After a period of quiet, farmer protests are back on the public agenda.
Farmers for Action (FFA) - the campaign group that played a key role in the dairy farmer protests of 2012 - is zeroing in on the beef sector, vowing to take “urgent action” over falling beef prices. There are fresh grumblings in dairy too, with a small group of protesters gathering at Dairy Crest’s depot at Foston last weekend to voice their anger over the recent milk price cuts by major processors.
For retailers and suppliers, these developments will bring back vivid memories of the summer of 2012, when the #sosdairy campaign generated a frenzy of negative headlines, forced retailers to pay farmers more for their milk and ultimately resulted in the introduction of the dairy industry voluntary code of conduct - a major change in contractual relationships that gave farmers more power against processors.
So with the spectre of farmer protests raised once more, does the supply chain need to brace itself for another summer of farmer discontent?
On the dairy side, the answer appears to be no. Although recent price cuts have clearly angered some, dairy farmers are in a much better place now than they were in 2012, when cuts to milk prices were compounded by rising input costs. This time, input costs are lower and although farmgate prices have come down recently, they remain comparatively high.
Defra data on dairy farm incomes, released earlier this year, suggests UK dairy farms had an average income of £101,000 in 2013/14 - nearly double that seen in 2012/13.
“The climate is remarkably different,” says one processor-side source. “There is a small group of hotheads who believe milk prices should never ever go down, but we haven’t seen a groundswell in social media, so we don’t think there is a widespread appetite for protests.”
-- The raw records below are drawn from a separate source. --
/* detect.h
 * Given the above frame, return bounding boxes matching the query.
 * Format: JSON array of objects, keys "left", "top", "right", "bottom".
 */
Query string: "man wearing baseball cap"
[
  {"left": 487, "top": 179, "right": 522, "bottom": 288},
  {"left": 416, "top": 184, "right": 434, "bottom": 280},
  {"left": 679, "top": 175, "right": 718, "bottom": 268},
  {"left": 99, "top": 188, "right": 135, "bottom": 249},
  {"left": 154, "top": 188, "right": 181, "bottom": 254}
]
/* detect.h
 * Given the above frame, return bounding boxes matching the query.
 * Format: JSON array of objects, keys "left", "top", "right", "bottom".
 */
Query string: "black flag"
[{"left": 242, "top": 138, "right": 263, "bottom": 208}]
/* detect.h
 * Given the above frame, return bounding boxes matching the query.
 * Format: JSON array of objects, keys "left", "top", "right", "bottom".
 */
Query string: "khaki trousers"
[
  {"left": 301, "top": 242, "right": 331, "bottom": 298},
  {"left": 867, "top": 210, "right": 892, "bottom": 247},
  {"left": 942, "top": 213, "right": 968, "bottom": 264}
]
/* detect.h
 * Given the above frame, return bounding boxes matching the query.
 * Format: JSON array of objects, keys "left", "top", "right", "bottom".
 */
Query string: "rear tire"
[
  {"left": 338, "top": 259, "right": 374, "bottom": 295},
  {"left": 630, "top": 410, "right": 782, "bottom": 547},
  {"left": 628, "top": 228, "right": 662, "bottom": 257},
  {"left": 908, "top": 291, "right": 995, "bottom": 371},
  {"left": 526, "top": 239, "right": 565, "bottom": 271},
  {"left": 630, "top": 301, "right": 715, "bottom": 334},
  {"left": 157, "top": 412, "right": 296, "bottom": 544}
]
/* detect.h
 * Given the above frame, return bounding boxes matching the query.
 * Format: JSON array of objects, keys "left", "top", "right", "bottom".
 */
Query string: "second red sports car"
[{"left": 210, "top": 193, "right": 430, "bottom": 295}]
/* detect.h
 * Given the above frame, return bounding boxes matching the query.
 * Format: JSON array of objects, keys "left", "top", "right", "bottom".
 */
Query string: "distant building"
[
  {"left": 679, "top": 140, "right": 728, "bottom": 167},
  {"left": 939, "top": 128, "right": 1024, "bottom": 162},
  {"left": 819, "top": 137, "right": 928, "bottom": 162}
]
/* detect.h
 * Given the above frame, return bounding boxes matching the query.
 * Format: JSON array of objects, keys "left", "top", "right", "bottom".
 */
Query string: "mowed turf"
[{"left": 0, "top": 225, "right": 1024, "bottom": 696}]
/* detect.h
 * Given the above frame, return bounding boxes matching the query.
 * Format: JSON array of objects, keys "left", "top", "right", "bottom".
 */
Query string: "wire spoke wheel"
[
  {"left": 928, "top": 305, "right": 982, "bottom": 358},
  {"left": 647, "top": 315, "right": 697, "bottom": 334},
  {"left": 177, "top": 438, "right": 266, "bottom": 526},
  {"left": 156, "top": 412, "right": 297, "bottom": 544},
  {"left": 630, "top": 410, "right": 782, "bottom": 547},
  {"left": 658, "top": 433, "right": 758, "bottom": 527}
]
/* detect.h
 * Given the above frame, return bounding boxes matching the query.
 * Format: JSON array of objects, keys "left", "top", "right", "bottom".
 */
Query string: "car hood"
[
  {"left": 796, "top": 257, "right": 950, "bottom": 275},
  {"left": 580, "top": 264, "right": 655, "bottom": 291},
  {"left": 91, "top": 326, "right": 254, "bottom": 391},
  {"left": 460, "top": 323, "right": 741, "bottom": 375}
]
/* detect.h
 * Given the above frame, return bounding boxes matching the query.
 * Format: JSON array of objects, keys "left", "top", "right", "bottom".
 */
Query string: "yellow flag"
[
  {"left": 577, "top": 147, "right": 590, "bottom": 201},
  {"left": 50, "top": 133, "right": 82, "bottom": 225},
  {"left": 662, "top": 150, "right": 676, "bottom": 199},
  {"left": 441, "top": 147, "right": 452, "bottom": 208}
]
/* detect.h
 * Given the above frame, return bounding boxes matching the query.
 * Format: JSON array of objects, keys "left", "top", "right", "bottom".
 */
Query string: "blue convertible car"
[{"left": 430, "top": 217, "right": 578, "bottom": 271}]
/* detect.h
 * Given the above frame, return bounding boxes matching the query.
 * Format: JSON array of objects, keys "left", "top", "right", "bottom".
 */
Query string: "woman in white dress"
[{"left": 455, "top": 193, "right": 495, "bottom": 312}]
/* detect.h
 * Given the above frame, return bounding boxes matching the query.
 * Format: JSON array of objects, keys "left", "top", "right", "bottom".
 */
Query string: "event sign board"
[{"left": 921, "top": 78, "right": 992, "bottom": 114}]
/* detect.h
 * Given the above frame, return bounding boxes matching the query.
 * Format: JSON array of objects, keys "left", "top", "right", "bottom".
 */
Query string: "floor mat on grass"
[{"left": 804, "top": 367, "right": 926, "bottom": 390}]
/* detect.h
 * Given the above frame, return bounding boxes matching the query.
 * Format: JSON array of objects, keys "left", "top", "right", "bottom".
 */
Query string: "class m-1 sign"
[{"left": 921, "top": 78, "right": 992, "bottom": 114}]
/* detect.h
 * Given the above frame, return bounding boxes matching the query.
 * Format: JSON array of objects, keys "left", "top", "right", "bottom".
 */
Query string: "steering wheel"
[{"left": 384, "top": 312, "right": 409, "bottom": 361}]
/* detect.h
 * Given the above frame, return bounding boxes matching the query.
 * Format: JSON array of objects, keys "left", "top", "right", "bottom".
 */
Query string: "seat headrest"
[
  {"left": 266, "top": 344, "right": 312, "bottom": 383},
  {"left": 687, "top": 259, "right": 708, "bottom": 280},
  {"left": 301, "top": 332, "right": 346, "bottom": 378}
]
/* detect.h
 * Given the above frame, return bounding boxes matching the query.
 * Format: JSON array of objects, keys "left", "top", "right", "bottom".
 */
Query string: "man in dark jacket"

This is echoed by the National Farmers Union (NFU), which says the dynamics of the UK’s raw milk market were dysfunctional back in 2012 but have since changed significantly. “News of price cuts will be disappointing to our members, who have important investments in the future to make, but they are symptomatic of tough market conditions rather than market dysfunction,” says dairy board chairman Rob Harrison. “It is important that when dairy commodity markets do recover that these gains are translated into milk price rises. The NFU will remain in close dialogue with milk buyers in the coming days and weeks.”
Another source agrees dairy protests are unlikely for now, but warns the mood could turn quickly should market conditions change. “If milk prices stay above 30 pence per litre, which is historically high, then I don’t think there will be broad disturbances. However, if global markets were to stabilise and the price cuts keep coming then we could be back in 2012 territory.”
On the beef side, however, major protests seem a real possibility. There’s the FFA threat, of course, but also growing unease elsewhere in beef farming - and it’s supermarkets rather than processors that are in the firing line.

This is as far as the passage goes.